Prova più matura dell'autore, in questo senso, è sicuramente la raccolta intitolata Carlo il cane (1913). Questa vede come protagonista un cane di grossa taglia, dall'aspetto spelacchiato e vessato, che viene adottato da una delle tante famiglie che abitavano le campagne statunitensi di fine Ottocento. Il povero Carlo ne combinerà di tutti i colori, subendo le punizioni (talvolta giuste, molto spesso meno) del giardiniere Patrick. Alla fine della storia, però, avrà luogo un vero e proprio riscatto morale per il protagonista.

Non spetta certo a questa recensione il compito di testimoniare il talento artistico di A.B. Frost. Per far ciò basti guardare alle sue 400 incisioni su legno che compongono Out of the Hurly-Burly, o alle sue illustrazioni di circa 90 libri (l'artista fu chiamato personalmente da Lewis Carroll per illustrare la raccolta di poesie Rhyme? And Reason?).

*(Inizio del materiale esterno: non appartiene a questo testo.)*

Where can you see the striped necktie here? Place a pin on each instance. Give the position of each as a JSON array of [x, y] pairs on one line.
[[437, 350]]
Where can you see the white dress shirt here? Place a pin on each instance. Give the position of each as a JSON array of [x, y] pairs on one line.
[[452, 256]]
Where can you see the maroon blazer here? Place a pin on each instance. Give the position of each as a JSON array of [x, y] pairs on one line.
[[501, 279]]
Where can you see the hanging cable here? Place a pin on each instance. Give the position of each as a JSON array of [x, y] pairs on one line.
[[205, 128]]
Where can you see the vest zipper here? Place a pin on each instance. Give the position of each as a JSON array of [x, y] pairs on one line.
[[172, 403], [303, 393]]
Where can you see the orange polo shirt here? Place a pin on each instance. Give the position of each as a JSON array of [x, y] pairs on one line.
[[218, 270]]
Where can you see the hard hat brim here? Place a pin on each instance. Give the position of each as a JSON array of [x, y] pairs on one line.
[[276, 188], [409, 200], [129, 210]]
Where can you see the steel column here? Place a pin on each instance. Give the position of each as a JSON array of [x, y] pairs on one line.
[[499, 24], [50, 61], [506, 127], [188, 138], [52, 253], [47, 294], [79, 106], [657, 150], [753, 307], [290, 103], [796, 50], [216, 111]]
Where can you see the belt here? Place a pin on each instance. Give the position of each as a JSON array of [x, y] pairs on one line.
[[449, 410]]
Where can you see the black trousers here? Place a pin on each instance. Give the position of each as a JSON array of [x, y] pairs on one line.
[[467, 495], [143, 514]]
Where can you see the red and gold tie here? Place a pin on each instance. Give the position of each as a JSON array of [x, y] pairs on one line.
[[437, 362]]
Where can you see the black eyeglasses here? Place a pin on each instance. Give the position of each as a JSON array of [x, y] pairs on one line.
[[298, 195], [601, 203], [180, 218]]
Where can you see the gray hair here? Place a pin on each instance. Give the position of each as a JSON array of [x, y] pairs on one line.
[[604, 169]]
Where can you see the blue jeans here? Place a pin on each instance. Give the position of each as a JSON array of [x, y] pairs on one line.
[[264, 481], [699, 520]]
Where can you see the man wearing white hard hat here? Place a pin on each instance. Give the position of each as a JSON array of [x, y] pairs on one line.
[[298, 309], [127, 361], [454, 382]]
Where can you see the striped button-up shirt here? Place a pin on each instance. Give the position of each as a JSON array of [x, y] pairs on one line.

Il preziosismo di un'opera come Carlo il cane si manifesta sotto duplice veste. Da un lato c'è l'incredibile lavoro di ricerca e innovazione che Frost investì nell'arte illustrata, che dopo di lui non fu più la stessa (fu uno degli ispiratori di Winsor McCay). In primis, il disegno a mano libera su carta assumeva grande importanza, dovendo concentrarsi sul punto di fuoco principale su cui far cadere l'occhio del lettore, senza perdersi in inutili dettagli, visti da Frost come mero e sterile virtuosismo. Inoltre, l'artista si concentrò molto sul dinamismo delle proprie scene che dovevano raccontare una sequenza, quasi come si trattasse di un flip book, descrivendo una sorta di "curva di attivazione", che doveva dare l'idea del divenire pagina dopo pagina. Questa tecnica fu raffinata anche grazie a un uso delle ripetizione di elementi comuni (statici) entro una scena, così da dare maggiore risalto a quegli altri elementi (dinamici) che cambiavano di vignetta in vignetta, quando si metteva in moto l'azione.

Dall'altro lato, Carlo il cane è un vero e proprio documento illustrato che ci offre un preciso e oggettivo spaccato di quella che era la vita nelle campagne degli USA di fine '800, in un clima ancora dickensiano, nel quale la popolazione borghese che abitava in città vedeva le campagne come un luogo di arretratezza, soprattutto culturale.

In conclusione, la raccolta di Carlo il cane proposta da Castelvecchi Editore rappresenta un prezioso volume che racchiude al suo interno un pezzo di Storia del fumetto, in un'epoca nella quale la Nona Arte era ancora in fase embrionale.